On December 23, 2019, in connection with the Purchase Agreement, the Company entered into a Registration Rights Agreement (the "Registration Rights Agreement") with the Investors. Pursuant to the Registration Rights Agreement, the Company agreed to prepare and file a registration statement with the Securities and Exchange Commission (the "SEC") within 45 days after the closing of the Offering for purposes of registering the resale of the Shares, shares of Common Stock issuable upon exercise of the Warrants, and any shares of Common Stock issued as a dividend or other distribution with respect to the Shares or shares of Common Stock issuable upon exercise of the Warrants.

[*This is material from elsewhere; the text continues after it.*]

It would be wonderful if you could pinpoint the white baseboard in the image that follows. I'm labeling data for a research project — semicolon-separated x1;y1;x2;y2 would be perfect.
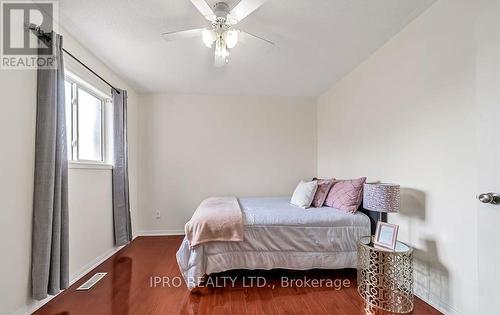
134;230;184;238
415;293;464;315
10;236;464;315
10;246;123;315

The Company agreed to use its reasonable best efforts to cause this registration statement to be declared effective by the SEC within 90 days after the closing of the Offering (or within 120 days if the SEC reviews the registration statement).

The Company has also agreed, among other things, to indemnify the Investors, their officers, directors, members, employees and agents, successors and assigns under the registration statement from certain liabilities and to pay all fees and expenses (excluding any legal fees of the selling holder(s), and any underwriting discounts and selling commissions) incident to the Company’s obligations under the Registration Rights Agreement

The Offering is exempt from registration pursuant to Section 4(a)(2) of the Securities Act and Regulation D promulgated thereunder, as a transaction by an issuer not involving a public offering. The Investors have acquired the securities for investment only and not with a view to or for sale in connection with any distribution thereof, and appropriate legends have been affixed to the securities issued in this transaction.